As a great example of a Japanese game concept that has enjoyed continued success across many categories for many years and throughout the world is Pocket Monsters (better known as Pokémon). Created in 1995 and originally released as a video concept for the Nintendo Game Boy system in 1996, the franchise has adapted, evolved, and grown over the years to an estimated worldwide net worth of US$15 billion (NB: many experts consider this estimate to be on the low side). One of the franchise’s more recent successes has been the smart-phone based sub-brand of Pokémon Go (developed in partnership with Niantic, a US company) which launched in 2016 and still enjoys a worldwide fan base of between 150 million and 200 million active players — as of 2019 the game had been downloaded over 1 billion times. For a game dependent on a high degree of social contact and playing with friends and strangers while exploring the great outdoors, the restrictions much of the world has suffered through due to the ongoing pandemic could have easily reduced the game’s appeal and viability. Instead, the team behind the game has done an excellent job making timely updates and adjustments so that the Pokémon Go experience remains fresh, exciting, and appropriate to the new reality.
For example, while social interaction and exploring the outside world remain fundamental to Pokémon Go, players can now view a larger portion of their actual surroundings making it much easier to maintain social distancing and even to enjoy ‘solo’ play than was the original intention. The early insistence on face-to-face interaction with other players has also been relaxed in several ways making it possible to enjoy certain (but not all) of the gaming experience with friends around the world in addition to those close by. Special events are now staged frequently so that the game itself remains fresh rather than growing old and stale which could have easily been the case otherwise.
With the Japanese choice of gaming platforms moving increasingly, though not yet exclusively, to mobile telephones, the game creators have naturally followed along and Japanese titles continue to dominate. Both 2020 and 2021 were set to see the launch of many new games across all platforms, however, many launches had to be delayed due to the pandemic. Despite the ongoing economic problems, the game manufacturers have in most cases adjusted their own systems and the pace of new game launches has begun to increase.

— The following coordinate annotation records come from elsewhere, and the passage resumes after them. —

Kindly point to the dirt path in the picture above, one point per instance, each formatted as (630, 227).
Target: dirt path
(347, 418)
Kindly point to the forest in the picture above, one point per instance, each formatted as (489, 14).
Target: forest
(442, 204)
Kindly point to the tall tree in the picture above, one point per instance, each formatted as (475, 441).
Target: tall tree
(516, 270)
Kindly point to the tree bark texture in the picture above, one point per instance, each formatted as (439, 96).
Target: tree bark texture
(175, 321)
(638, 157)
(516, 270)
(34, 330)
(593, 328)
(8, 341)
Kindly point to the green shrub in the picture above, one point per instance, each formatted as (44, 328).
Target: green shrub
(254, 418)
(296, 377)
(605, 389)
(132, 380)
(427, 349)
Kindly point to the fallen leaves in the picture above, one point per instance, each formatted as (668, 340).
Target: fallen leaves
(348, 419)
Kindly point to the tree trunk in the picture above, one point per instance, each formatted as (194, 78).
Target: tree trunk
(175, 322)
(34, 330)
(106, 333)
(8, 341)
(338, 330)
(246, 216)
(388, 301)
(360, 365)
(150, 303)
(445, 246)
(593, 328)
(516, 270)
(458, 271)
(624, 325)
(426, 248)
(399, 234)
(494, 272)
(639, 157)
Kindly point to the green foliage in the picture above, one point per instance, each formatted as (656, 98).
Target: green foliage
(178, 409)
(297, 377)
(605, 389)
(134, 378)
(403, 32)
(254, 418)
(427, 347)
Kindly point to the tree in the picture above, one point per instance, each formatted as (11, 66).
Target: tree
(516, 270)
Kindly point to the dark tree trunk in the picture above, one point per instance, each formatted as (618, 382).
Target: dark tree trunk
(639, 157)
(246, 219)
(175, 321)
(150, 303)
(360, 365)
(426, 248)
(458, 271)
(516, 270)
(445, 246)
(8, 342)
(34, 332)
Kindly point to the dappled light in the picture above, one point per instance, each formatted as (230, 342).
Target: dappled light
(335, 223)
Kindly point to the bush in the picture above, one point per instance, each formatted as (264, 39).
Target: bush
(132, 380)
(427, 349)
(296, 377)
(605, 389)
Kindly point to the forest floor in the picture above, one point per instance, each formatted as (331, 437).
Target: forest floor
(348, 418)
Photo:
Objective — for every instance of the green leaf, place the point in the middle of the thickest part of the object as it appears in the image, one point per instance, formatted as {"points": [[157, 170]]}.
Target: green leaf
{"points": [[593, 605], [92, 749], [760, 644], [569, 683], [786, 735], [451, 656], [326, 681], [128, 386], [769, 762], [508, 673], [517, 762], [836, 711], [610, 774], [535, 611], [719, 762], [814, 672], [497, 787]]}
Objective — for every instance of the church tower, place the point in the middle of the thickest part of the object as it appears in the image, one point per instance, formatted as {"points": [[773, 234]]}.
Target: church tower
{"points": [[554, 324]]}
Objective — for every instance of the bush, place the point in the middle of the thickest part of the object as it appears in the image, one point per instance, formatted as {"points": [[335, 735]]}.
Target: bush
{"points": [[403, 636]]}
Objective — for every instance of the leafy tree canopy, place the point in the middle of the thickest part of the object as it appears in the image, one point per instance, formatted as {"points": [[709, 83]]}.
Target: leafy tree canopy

Popular franchises such as Demon Slayer, Three Kingdoms, Final Fantasy, and Animal Crossing continue to build on their pre-pandemic popularity with the introduction of new titles and content. While the Japanese prefer story-based/“linear” content, Western games are often more dependent on player-guided decision making. Visually, the Japanese prefer colorful and often animation-inspired art styles (sometimes criticized in the West as being too “cartoonish”), the West prefers grittier content and styles with an emphasis on realism (often resisted by the Japanese as being too “dark”). Never being content to let popular themes stand alone, game concepts born in Japan are, of course, supported and re-enforced by large and well-coordinated licensing programs!